The state-owned Egyptian media regulator revealed this morning that it was “likely” that the internationally renowned news website BBC alongside other news websites have been blocked in Egypt for their “inaccurate” coverage small-scaled protests that took place in Egypt on Friday, Ahram Online reported.
BBC has been inaccessible for the past few days and people have been experiencing a lag with Facebook messenger. This comes a two days after the protests took place.
Internet monitoring organization, NetBlocks revealed on that access to BBC News, US-based Alhurra News, and Facebook messenger was severely restricted by many local internet service providers.
— NetBlocks.org (@netblocks) September 22, 2019
Although the Head of the Supreme Council for Media Regulations (SCMR) Makram Mohamed Ahmed said to the BBC that the council was not officially informed about the blockade, he confirmed that the block was because of the inaccurate coverage of the Friday protests.

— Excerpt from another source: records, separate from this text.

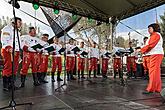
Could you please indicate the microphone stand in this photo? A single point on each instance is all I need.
(12, 103)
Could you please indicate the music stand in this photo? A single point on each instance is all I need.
(64, 83)
(122, 53)
(12, 103)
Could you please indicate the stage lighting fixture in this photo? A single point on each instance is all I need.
(36, 4)
(16, 4)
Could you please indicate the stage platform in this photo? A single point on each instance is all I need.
(85, 95)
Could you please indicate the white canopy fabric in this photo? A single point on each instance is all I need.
(103, 9)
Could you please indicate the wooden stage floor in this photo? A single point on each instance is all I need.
(84, 95)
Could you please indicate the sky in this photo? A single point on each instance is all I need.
(138, 22)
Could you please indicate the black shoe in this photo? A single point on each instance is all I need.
(147, 92)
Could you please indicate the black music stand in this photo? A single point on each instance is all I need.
(122, 54)
(12, 103)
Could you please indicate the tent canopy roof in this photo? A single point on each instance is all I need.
(103, 9)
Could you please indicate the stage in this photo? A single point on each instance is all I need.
(98, 95)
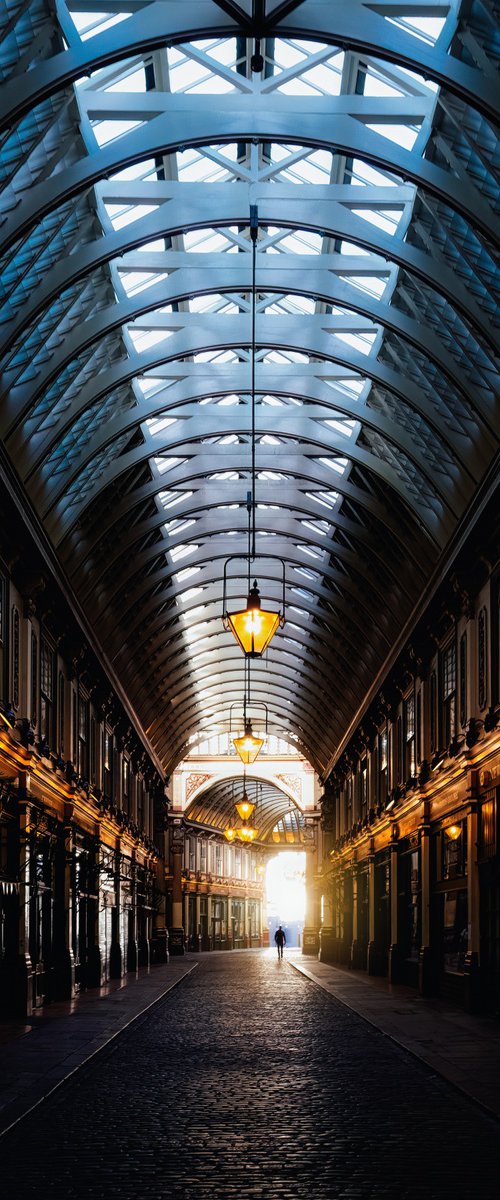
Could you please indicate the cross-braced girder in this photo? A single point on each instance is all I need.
(137, 147)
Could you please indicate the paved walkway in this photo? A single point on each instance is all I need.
(248, 1081)
(36, 1056)
(464, 1049)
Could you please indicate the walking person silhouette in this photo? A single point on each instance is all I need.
(281, 941)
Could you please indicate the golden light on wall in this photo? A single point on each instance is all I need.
(245, 808)
(245, 831)
(248, 745)
(453, 832)
(253, 627)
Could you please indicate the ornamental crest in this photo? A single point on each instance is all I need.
(193, 783)
(294, 785)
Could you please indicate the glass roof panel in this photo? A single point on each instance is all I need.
(127, 298)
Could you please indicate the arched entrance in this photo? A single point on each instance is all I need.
(285, 895)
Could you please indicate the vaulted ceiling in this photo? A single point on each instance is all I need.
(136, 137)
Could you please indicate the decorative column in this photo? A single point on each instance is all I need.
(425, 958)
(473, 952)
(326, 934)
(94, 964)
(115, 952)
(210, 923)
(198, 921)
(18, 967)
(160, 931)
(355, 918)
(392, 965)
(372, 953)
(311, 929)
(65, 957)
(176, 933)
(132, 943)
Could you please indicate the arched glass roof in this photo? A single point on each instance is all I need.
(277, 819)
(136, 137)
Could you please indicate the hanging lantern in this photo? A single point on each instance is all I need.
(245, 808)
(453, 832)
(247, 833)
(253, 627)
(248, 745)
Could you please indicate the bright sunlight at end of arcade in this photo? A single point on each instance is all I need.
(285, 887)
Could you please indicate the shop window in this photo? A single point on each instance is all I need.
(126, 784)
(92, 749)
(495, 646)
(433, 714)
(488, 826)
(338, 907)
(410, 903)
(455, 934)
(463, 681)
(419, 727)
(482, 660)
(4, 697)
(107, 762)
(348, 801)
(449, 695)
(34, 697)
(453, 851)
(399, 751)
(140, 803)
(363, 789)
(16, 667)
(47, 664)
(61, 712)
(383, 767)
(409, 737)
(83, 738)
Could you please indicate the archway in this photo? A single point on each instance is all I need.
(285, 895)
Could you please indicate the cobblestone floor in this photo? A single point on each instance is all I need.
(248, 1081)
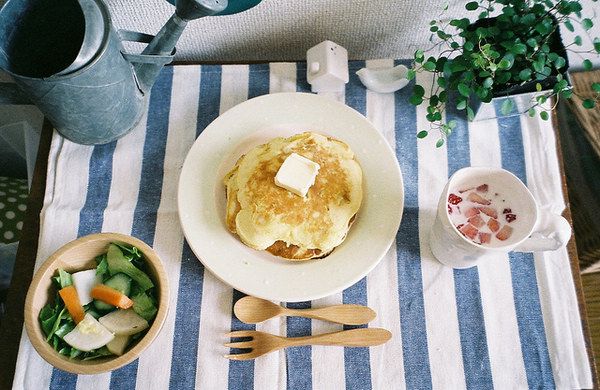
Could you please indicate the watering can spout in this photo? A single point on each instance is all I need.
(163, 44)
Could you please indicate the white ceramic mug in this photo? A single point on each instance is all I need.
(538, 230)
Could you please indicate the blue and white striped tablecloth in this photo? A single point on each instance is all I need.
(512, 322)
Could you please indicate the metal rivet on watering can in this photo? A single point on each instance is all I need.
(67, 59)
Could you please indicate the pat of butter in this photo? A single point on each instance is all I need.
(297, 174)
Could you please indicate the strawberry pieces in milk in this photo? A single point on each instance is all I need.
(477, 217)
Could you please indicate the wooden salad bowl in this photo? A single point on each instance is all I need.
(79, 255)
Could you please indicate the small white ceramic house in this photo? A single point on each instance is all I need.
(327, 67)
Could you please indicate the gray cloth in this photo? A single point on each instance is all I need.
(285, 29)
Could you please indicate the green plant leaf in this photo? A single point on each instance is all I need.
(597, 45)
(507, 106)
(415, 100)
(525, 74)
(443, 96)
(502, 77)
(569, 25)
(506, 62)
(566, 93)
(472, 6)
(562, 84)
(470, 113)
(430, 66)
(518, 48)
(464, 90)
(418, 91)
(588, 103)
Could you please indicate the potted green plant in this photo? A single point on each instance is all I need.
(518, 52)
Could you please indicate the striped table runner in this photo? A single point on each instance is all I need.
(512, 322)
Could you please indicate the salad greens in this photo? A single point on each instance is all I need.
(121, 262)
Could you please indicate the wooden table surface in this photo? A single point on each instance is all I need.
(12, 324)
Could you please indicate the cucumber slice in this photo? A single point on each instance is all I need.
(119, 282)
(123, 322)
(144, 306)
(117, 262)
(118, 344)
(88, 335)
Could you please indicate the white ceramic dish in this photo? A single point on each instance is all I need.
(201, 197)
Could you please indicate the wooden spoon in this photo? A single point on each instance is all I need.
(261, 343)
(252, 310)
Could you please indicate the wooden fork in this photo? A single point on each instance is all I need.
(262, 343)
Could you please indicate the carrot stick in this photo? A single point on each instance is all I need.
(111, 296)
(71, 300)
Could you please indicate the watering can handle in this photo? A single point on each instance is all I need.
(134, 36)
(10, 93)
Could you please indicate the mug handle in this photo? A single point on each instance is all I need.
(551, 233)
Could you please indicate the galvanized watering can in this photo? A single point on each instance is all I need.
(68, 60)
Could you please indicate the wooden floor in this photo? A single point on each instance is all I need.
(591, 290)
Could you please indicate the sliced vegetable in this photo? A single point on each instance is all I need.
(117, 262)
(144, 306)
(88, 335)
(111, 296)
(102, 268)
(118, 344)
(71, 300)
(124, 322)
(63, 279)
(119, 282)
(84, 281)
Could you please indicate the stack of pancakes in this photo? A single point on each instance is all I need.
(268, 217)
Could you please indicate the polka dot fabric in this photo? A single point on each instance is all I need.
(13, 204)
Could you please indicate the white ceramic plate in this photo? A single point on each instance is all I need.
(201, 197)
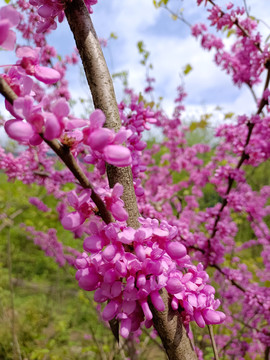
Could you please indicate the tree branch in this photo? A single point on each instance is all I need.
(167, 323)
(101, 86)
(65, 155)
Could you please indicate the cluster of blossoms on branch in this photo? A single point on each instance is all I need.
(125, 266)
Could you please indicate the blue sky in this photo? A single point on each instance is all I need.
(171, 48)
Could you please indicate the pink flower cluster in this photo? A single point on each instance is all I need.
(85, 207)
(9, 17)
(127, 280)
(49, 10)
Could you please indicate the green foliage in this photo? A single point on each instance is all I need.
(43, 313)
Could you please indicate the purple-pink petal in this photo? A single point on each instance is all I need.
(19, 130)
(46, 75)
(117, 155)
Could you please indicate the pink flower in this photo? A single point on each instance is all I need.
(29, 64)
(8, 17)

According to AJPlus and France 24 reporter Nuria Teson, the Egyptian State Information Service (SIS) sent a warning to foreign reporters and correspondents in Egypt notifying them that it is “carefully” monitoring the content published about the protests stressing that “social media outlets should not be considered as sources of news or reporting.”
The Egyptian State Information service sends an 📬 to the Foreign journos with good journalistic practices tips and warns: it has “carefully monitored what was broadcasted and published by global media outlets through their accredited correspondents in Cairo in the past 24 hours”
— Nuria Tesón (@masteson) September 21, 2019
It is believed that the protests are a response to an online call for demonstration against government corruption, namely by Mohamed Ali.
The latter, a building contractor living in Spain, made claims in Facebook video posts accusing the Egyptian military and ruling class of corruption which have gone viral and drawn extensive criticism in the last couple of days.
In response, President Sisi has called the allegations ‘slander and lies’.
Initially, the legitimacy of the protests has been a challenge to verify, with many critics, including popular TV host Amr Adeeb, calling the videos fake or a re-use of previous demonstrations. Local TV channels have also shown footage of Tahrir square devoid of protests.